Is it OK to Mix Matcha with Milk? – Bonsai Cha

Is it OK to Mix Matcha with Milk?

Is it OK to Mix Matcha with Milk?

Mixing matcha and milk has somehow gotten a bad rap. We don’t know how the rumors started, but word on the street is that enjoying your daily cha with dairy can diminish its health benefits – meaning you’re not absorbing as many of the antioxidants and getting the full benefits from your matcha.

We are here to debunk this myth.

But first, what are polyphenols found in matcha?

The polyphenols, commonly referred to as Catechins, that are found in matcha are Epicatechin (EC), Epigallocatechin (EGC), Epicatechin-3-gallate (ECG), Epigallocatechin-3-gallate (EGCG). These polyphenols boast anti-viral and anti-oxidative properties that help fight against infections and destroy free radicals, protecting the body against oxidative stress. They also have anti-inflammatory, anti-oxidant, anti-carcinogenic and anti-obesity properties – while potentially helping to improve cognitive function as they possess neuroprotective agents (1,2).

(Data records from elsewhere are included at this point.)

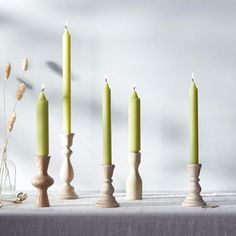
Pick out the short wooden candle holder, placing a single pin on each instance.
(67, 172)
(194, 198)
(42, 181)
(107, 200)
(134, 181)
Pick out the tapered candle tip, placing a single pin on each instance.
(42, 87)
(66, 24)
(106, 78)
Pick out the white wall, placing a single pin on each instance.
(157, 44)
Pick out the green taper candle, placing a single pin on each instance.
(66, 83)
(42, 125)
(134, 122)
(193, 98)
(106, 120)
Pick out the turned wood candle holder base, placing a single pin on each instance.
(42, 181)
(67, 173)
(194, 198)
(134, 181)
(107, 200)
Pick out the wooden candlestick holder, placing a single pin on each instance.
(107, 200)
(194, 198)
(134, 181)
(67, 172)
(42, 181)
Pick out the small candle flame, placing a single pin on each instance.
(42, 87)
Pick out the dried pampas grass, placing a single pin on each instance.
(20, 91)
(11, 122)
(8, 71)
(25, 64)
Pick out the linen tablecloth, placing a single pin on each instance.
(156, 214)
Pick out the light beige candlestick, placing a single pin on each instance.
(42, 181)
(107, 200)
(134, 181)
(194, 198)
(67, 172)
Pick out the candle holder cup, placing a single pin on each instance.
(134, 181)
(107, 200)
(194, 198)
(67, 172)
(42, 181)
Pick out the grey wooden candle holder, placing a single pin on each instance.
(134, 181)
(67, 173)
(107, 200)
(42, 181)
(194, 198)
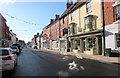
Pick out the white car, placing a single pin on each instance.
(8, 59)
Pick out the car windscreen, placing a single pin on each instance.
(4, 52)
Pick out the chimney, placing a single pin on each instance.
(51, 21)
(69, 3)
(57, 17)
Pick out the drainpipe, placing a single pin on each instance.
(103, 25)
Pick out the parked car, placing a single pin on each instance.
(9, 59)
(18, 45)
(15, 49)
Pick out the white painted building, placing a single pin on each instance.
(112, 31)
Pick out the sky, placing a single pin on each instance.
(28, 18)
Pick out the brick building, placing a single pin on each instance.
(112, 25)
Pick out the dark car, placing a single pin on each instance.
(18, 45)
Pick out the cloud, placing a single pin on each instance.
(7, 1)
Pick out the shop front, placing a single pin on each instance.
(88, 43)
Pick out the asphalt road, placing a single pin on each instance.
(42, 63)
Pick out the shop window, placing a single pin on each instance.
(89, 22)
(117, 12)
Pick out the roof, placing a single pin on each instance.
(72, 8)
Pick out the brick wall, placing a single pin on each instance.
(63, 24)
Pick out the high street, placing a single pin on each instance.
(42, 63)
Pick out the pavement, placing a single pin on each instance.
(101, 58)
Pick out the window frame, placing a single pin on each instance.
(88, 6)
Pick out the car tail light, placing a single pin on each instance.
(7, 58)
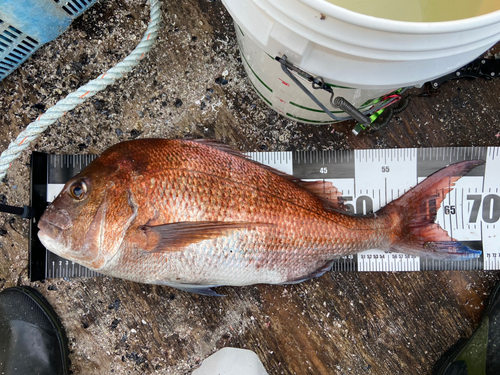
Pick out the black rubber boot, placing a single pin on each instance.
(480, 355)
(32, 338)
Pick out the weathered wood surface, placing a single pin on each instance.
(341, 323)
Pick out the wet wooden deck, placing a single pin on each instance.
(341, 323)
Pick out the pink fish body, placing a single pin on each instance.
(193, 215)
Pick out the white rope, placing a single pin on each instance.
(38, 126)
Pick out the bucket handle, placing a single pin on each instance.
(318, 83)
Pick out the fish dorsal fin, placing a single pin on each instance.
(176, 236)
(227, 149)
(326, 191)
(322, 189)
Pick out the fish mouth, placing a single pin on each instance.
(47, 229)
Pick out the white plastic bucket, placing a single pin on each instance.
(362, 58)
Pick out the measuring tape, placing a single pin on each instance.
(368, 180)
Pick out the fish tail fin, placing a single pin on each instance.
(412, 217)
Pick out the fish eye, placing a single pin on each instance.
(78, 190)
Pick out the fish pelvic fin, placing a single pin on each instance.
(203, 290)
(412, 216)
(177, 236)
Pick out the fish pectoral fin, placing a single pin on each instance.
(203, 290)
(176, 236)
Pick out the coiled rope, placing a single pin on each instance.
(77, 97)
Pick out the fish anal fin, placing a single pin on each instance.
(326, 191)
(176, 236)
(204, 290)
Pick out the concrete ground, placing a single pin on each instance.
(340, 323)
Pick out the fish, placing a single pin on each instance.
(196, 214)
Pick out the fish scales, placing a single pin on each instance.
(195, 214)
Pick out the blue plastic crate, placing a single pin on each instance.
(25, 25)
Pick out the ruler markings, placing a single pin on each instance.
(483, 183)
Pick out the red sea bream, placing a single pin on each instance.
(195, 214)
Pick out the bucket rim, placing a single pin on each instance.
(385, 24)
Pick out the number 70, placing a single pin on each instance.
(490, 208)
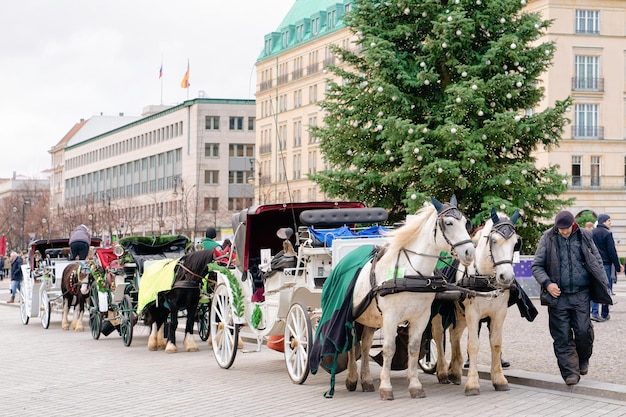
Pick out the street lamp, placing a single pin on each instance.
(23, 217)
(251, 177)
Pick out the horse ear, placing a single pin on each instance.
(494, 216)
(436, 203)
(515, 216)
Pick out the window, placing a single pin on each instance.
(586, 126)
(212, 123)
(577, 169)
(235, 123)
(595, 171)
(297, 133)
(211, 150)
(588, 21)
(587, 71)
(211, 203)
(211, 177)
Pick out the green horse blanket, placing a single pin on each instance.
(335, 332)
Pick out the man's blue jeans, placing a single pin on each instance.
(605, 307)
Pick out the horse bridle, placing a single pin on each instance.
(454, 212)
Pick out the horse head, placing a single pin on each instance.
(495, 246)
(454, 230)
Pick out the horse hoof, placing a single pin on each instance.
(386, 394)
(368, 386)
(455, 379)
(350, 385)
(417, 393)
(501, 387)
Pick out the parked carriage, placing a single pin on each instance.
(277, 293)
(40, 292)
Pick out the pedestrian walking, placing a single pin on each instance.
(16, 275)
(568, 267)
(603, 238)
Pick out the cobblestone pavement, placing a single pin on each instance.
(55, 372)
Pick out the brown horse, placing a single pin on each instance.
(75, 285)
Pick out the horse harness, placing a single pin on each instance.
(412, 283)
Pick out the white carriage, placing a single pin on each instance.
(275, 289)
(41, 288)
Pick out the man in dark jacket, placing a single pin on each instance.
(568, 267)
(603, 238)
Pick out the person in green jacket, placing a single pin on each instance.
(208, 243)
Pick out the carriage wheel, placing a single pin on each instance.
(298, 336)
(23, 309)
(44, 304)
(224, 331)
(203, 321)
(428, 362)
(126, 322)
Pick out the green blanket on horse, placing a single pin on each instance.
(157, 277)
(335, 332)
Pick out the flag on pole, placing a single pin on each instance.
(185, 82)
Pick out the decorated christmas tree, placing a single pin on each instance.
(436, 98)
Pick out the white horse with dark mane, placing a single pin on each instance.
(398, 287)
(486, 282)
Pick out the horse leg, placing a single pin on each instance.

The consumption of milk with matcha has been thought inhibit the activity of anti-oxidants as the milk protein casein will bind to the anti-oxidants and hinder their activity in the body (3). This leads many to believe that enjoying their morning matcha latte may not be as good for them as they originally believed.

However, there have been conflicting studies in this area and there is no hard evidence that mixing dairy products with matcha will reduce its health benefits. Other studies, on the contrary, have noted that consuming milk with matcha actually increases the ability for the body to absorb polyphenols, with some studies noting that increased anti-oxidant activity during digestion by 42% (4).

So matcha fans, rejoice – and mix up another matcha latte!



Sources:
(1) Green Tea Catechins: Their Use in Treating and Preventing Infectious Diseases - PMC (nih.gov)
(2) Green tea catechin, epigallocatechin-3-gallate (EGCG): mechanisms, perspectives and clinical applications - PMC (nih.gov)
(3) The effect of milk alpha-casein on the antioxidant activity of tea polyphenols - PubMed (nih.gov)
(4) Interaction of green tea polyphenols with dairy matrices in a simulated gastrointestinal environment - PubMed (nih.gov)

Note: This article is for informational purposes only. Bonsai Cha matcha is not meant to prevent, treat or cure any illness or disease. Always consult with a qualified health care professional for medical advice.